The Department of Foreign Affairs is considering the launch of a network of independent agents in Ireland and abroad to cope with a surge in passport applications, partly prompted by the UK’s Brexit vote.
The department has predicted that by 2019 the number of passports issued will jump to one million. The rush for the coveted passport is going to place enormous pressure on the Passport Service.
The figure will be about 40pc more than the 700,000 Irish passports that were issued in 2015.
And to tackle the huge increase, the department is considering setting up a network of independent agents in Ireland and abroad who will be paid to handle passport applications.
The department reckons the number of applications from Northern Ireland will hit nearly 109,000 in 2019, with another 67,506 likely to be made by people in Britain.
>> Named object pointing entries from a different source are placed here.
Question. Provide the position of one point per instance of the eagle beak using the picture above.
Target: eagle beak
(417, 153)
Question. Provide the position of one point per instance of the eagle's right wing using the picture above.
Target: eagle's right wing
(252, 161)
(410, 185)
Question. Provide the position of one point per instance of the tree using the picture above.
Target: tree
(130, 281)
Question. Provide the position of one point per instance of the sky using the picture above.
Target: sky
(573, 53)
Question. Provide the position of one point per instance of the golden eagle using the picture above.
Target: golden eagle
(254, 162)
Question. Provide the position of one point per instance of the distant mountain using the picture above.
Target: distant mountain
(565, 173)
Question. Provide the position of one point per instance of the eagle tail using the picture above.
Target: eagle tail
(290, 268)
That marks a huge increase on current numbers.
This year, the department expects to receive just under 63,000 passport applications from Northern Ireland, and 52,336 from Britain.
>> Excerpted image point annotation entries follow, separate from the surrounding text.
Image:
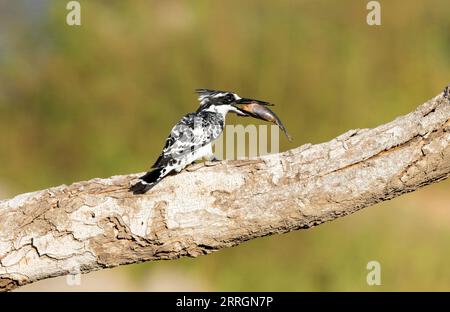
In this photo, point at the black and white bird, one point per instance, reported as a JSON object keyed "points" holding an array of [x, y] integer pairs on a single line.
{"points": [[191, 138]]}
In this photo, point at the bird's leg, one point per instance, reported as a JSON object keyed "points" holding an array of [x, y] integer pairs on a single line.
{"points": [[211, 158]]}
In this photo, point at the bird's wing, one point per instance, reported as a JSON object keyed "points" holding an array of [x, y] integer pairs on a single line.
{"points": [[188, 135]]}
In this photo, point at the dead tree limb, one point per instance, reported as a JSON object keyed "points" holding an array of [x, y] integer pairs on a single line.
{"points": [[96, 224]]}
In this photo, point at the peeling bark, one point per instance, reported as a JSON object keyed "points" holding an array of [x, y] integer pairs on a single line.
{"points": [[96, 224]]}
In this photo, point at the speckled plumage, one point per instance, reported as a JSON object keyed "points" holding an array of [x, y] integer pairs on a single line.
{"points": [[191, 138]]}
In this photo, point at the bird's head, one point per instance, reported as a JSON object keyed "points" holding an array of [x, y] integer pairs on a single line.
{"points": [[223, 101]]}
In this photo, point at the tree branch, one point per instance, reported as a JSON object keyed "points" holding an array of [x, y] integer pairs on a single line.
{"points": [[96, 224]]}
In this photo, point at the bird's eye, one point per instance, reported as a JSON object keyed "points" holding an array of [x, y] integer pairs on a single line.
{"points": [[228, 99]]}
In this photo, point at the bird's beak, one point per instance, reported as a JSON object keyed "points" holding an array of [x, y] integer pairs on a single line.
{"points": [[251, 101], [245, 107]]}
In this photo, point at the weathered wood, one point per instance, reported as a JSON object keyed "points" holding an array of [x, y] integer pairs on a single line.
{"points": [[96, 224]]}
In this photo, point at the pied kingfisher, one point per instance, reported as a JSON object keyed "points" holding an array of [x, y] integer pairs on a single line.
{"points": [[191, 138]]}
Those figures have spiked compared with 2015, amid a stampede for passports as UK residents vie to ensure unhindered post-Brexit access to the EU. The department reckons that demand will remain high even after the UK leaves the EU.
It expects to issue a total of over 6.2 million Irish passports between 2017 and 2023. That’s 1.5 million more than the entire population of the country.
It’s hoped the passport agent initiative will speed up overall processing times, and help the Passport Service cope with the unprecedented demand that’s been spurred by Brexit.
“Demand is expected to continue to grow strongly due to demographic changes, continued increases in overseas travel, the wider use of the passport as an identity document, and Britain’s decision to leave the EU,” according to the Department.
“The Department is considering partnering with an external agent to set up a network of offices to allow applicants to enrol passport applications during a face-to-face appointment,” it added.
The offices would be in a number of different domestic and international locations.
The department has just began a market-sounding exercise, to see if establishing the network would be feasible, how it might work, and the potential costs involved.
Last year, the department initiated a comprehensive reform programme to be undertaken by the Passport Service with the aim of meeting the department’s needs over the next decade, while also securing cost savings.
Among the planned or proposed initiatives is the network of agents, as well as an online application project that will start early next year.
The first phase of that online application service will see people able to renew adult passport applications.
In early 2018, the online service will be extended to accept renewal applications for children’s passports. By the end of 2018, it’s envisaged that the online self-service channel will also accept applications for adult and child passports being issued for the first time.
Eoin Ronayne, the general secretary of the Civil and Public Services Union, said any planned changes to how the passport service might operate would have to first go to consultation with unions and staff. He said the provision for such consultation exists under the Lansdowne Road Agreement.
Meanwhile, speaking in the Seanad, Foreign Affairs minister Charlie Flanagan reiterated his view that appointing a Brexit minister would be a “mistake” as every government is impacted. Mr Flanagan addressed comments by British Prime Minister Theresa May saying “greater clarity” has been brought to the timeline of Britain leaving the EU.
“It is positive there is no longer any uncertainty about the date by which Article 50 will be invoked,” he said.